Nachrichten
Indianapolis: Dispens von der Sonntagsmesse für Gläubige, die eine Festnahme fürchten
In Indianapolis entbindet ein Dekret bis zum 30. September die Gläubigen, die eine Festnahme im Zusammenhang mit der Einwanderung fürchten, von der Sonntagsmesspflicht.

Durch ein Dekret vom 4. September, gültig bis zum 30. September, hat der Erzbischof von Indianapolis die Gläubigen von der Pflicht, an Sonntagen und Feiertagen der heiligen Messe beizuwohnen, entbunden, sofern sie »begründeten Anlass haben zu fürchten, festgehalten, von ihren Familien getrennt oder eingeschüchtert zu werden« infolge der verschärften Durchsetzung der Einwanderungsgesetze. Die Maßnahme gilt auch für »jene, die über die entsprechenden rechtmäßigen Papiere verfügen«, und wurde, wie das Dekret sagt, »in Übereinstimmung mit dem kanonischen Recht« getroffen.

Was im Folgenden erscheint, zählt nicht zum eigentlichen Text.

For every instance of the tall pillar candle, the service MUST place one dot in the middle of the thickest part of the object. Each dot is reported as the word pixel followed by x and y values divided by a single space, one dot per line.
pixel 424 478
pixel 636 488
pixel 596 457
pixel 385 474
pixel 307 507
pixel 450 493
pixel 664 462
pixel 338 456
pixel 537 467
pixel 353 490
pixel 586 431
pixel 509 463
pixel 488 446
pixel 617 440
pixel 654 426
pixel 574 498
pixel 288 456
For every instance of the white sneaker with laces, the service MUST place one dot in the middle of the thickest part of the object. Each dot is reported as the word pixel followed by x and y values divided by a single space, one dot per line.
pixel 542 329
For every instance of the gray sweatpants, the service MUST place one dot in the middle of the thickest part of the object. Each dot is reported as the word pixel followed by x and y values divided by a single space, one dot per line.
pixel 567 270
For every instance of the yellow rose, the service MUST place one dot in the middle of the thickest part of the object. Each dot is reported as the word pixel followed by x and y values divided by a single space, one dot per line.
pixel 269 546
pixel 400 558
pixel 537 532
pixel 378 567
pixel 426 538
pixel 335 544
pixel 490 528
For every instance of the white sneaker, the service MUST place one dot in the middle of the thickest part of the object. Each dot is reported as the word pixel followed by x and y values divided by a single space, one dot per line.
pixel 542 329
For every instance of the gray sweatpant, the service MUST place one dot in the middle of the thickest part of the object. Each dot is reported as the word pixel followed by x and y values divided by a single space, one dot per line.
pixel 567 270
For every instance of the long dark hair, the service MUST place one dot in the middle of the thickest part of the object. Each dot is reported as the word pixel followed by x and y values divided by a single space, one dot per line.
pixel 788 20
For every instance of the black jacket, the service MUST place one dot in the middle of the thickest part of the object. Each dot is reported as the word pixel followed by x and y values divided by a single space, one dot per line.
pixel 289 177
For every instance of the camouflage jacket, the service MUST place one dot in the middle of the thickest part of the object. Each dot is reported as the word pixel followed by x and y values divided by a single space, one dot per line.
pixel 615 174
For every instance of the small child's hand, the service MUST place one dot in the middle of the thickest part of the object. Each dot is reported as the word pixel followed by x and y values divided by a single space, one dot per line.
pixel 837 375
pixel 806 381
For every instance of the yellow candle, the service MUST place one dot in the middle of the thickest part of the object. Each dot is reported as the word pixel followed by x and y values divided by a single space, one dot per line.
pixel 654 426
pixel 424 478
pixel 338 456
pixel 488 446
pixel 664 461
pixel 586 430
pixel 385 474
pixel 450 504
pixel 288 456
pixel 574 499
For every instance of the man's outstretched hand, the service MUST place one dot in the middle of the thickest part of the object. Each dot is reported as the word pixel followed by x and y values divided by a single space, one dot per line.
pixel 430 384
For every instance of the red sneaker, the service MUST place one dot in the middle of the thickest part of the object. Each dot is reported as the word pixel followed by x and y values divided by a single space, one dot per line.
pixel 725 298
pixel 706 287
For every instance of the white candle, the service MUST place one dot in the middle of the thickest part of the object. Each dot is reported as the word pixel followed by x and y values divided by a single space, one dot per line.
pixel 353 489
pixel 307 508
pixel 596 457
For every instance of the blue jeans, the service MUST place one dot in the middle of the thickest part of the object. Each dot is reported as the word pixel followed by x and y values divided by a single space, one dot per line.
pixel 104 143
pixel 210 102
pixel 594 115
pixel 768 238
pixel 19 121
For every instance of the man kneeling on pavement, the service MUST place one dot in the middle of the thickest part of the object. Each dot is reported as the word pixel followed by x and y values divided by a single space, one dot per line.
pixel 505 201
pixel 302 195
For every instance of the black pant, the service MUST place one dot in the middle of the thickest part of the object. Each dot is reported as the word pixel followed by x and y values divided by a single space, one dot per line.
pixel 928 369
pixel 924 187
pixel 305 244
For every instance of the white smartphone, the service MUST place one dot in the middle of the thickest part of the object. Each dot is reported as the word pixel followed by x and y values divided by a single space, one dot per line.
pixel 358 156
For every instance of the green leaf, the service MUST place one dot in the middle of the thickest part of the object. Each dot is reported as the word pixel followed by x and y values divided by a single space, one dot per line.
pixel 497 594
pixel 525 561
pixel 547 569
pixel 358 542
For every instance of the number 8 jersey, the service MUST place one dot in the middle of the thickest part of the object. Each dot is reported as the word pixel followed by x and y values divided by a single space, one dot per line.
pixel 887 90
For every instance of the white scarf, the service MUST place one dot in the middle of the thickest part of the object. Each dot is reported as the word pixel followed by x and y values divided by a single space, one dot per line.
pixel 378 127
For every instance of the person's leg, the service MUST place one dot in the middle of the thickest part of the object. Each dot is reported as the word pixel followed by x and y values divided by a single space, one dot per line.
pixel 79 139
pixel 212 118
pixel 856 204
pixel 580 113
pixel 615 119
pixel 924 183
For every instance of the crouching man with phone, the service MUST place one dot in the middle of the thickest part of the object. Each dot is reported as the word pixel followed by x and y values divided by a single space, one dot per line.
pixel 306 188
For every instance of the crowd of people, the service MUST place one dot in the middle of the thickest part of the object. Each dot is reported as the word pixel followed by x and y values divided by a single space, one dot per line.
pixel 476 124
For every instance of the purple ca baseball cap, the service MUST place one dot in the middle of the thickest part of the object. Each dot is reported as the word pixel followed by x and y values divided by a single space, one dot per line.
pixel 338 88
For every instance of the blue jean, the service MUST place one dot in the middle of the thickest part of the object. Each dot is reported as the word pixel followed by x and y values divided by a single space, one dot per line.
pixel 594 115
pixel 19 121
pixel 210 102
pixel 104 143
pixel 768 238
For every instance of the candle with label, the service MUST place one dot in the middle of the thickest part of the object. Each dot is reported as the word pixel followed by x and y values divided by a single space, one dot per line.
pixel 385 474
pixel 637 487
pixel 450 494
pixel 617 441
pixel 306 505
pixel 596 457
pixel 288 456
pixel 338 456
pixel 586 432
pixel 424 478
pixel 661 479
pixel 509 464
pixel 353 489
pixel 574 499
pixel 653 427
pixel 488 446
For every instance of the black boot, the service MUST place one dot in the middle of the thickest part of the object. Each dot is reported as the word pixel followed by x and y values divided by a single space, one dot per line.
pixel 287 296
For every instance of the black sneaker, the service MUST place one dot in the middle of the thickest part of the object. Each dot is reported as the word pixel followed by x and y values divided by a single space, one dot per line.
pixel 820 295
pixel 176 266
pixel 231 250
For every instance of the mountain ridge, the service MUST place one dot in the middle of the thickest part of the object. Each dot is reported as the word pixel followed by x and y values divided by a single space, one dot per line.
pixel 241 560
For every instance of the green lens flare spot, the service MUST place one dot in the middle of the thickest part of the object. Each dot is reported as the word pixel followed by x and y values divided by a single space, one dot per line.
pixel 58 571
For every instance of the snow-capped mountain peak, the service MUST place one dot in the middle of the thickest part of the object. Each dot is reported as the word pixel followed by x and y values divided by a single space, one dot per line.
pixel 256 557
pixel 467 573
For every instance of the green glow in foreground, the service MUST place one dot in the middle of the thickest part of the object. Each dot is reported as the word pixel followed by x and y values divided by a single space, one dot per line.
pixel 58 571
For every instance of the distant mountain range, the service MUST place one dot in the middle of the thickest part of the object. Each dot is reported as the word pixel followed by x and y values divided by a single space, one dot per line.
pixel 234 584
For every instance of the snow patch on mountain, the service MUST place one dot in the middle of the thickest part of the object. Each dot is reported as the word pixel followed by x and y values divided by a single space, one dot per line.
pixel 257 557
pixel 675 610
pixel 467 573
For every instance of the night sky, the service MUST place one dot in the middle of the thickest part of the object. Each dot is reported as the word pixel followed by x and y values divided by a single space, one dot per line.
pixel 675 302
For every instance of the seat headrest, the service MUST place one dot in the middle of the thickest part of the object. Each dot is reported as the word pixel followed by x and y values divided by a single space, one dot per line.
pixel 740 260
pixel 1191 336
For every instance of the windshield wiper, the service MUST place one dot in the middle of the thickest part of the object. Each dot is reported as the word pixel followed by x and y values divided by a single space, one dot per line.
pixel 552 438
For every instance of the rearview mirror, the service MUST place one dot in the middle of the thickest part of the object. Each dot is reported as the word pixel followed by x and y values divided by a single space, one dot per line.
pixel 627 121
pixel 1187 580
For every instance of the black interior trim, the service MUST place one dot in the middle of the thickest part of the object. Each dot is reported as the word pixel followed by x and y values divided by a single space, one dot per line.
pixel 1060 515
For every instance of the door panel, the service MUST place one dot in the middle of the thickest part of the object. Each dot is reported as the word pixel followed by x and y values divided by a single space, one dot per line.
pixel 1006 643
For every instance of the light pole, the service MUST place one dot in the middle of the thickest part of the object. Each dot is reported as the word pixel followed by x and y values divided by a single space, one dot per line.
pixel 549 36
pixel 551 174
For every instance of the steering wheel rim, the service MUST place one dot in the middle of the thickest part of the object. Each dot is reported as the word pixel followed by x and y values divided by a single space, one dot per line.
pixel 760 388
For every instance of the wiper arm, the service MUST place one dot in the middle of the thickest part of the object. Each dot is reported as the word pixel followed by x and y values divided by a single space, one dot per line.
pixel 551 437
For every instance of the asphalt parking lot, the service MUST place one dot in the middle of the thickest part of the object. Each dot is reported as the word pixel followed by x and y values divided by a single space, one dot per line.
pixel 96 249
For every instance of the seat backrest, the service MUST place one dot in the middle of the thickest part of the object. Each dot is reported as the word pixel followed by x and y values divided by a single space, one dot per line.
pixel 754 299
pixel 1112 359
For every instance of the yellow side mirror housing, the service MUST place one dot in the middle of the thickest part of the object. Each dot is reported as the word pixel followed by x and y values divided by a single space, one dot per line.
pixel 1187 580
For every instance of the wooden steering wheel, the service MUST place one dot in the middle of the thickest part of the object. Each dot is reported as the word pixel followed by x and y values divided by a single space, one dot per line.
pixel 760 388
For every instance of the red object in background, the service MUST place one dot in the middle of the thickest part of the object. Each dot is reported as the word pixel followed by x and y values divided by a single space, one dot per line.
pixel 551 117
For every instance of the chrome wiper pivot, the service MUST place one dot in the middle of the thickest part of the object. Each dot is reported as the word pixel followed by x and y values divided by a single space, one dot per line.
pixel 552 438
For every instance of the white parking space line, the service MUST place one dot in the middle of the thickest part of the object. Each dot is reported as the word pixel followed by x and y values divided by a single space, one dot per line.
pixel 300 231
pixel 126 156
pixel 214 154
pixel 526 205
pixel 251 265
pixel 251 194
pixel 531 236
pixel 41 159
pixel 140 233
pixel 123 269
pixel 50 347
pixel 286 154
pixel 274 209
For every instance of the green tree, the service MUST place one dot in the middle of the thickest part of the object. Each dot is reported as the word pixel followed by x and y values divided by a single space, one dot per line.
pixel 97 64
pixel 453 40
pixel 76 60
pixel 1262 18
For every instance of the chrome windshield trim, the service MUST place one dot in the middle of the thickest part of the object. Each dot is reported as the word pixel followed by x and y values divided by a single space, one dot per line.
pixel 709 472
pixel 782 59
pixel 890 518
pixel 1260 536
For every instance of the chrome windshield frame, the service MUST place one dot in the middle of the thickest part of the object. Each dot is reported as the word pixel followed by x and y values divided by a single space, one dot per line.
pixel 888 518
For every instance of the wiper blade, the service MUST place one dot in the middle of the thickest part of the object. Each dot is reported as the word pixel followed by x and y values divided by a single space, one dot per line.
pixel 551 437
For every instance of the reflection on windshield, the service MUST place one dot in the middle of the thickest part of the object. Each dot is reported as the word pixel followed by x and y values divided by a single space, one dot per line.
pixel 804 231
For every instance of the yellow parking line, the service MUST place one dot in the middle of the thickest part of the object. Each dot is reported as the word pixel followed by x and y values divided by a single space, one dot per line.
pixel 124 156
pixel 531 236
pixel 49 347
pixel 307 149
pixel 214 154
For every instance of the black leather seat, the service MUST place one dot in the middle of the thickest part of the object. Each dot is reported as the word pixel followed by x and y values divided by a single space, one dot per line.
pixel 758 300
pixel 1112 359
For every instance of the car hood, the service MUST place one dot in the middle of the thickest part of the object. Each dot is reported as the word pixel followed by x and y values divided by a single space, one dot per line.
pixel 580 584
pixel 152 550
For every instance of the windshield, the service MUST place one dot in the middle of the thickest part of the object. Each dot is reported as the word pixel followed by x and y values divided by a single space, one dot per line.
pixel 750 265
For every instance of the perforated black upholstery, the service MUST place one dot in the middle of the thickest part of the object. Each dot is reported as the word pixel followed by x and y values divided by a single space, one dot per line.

Die Pflicht, sonntags die Messe zu hören, entspringt dem dritten Gebot, das befiehlt, den Tag des Herrn zu heiligen; die Kirche hat daraus ein Gebot gemacht, das unter der Strafe schwerer Sünde verpflichtet. Doch dieses Gebot weicht, wie jedes positive Gesetz, vor einer verhältnismäßigen entschuldigenden Ursache: der sittlichen Unmöglichkeit, einem erheblichen Schaden, einer schweren Furcht. Wer sich, um zum Altar zu gelangen, der Gefahr aussetzte, den Seinen entrissen zu werden, ist nicht gehalten; die schwere Furcht entschuldigt von sich aus, noch vor jedem Dekret. Der Ordinarius seinerseits kann seine Untergebenen aus einem gerechten Grund dispensieren. Die Überlieferung richtet nicht über die Person des ängstlichen Gläubigen: sie ruft das genaue Maß seiner Verpflichtung in Erinnerung.
Der Erzbischof hat jene, die von der Dispens Gebrauch machen, eingeladen, einer übertragenen Messe zu folgen, die Sonntagslesungen zu betrachten und den Rosenkranz zu beten; er hat die Pfarrer gebeten, für die Buße, die Krankensalbung und die Kommunion der Verhinderten Sorge zu tragen.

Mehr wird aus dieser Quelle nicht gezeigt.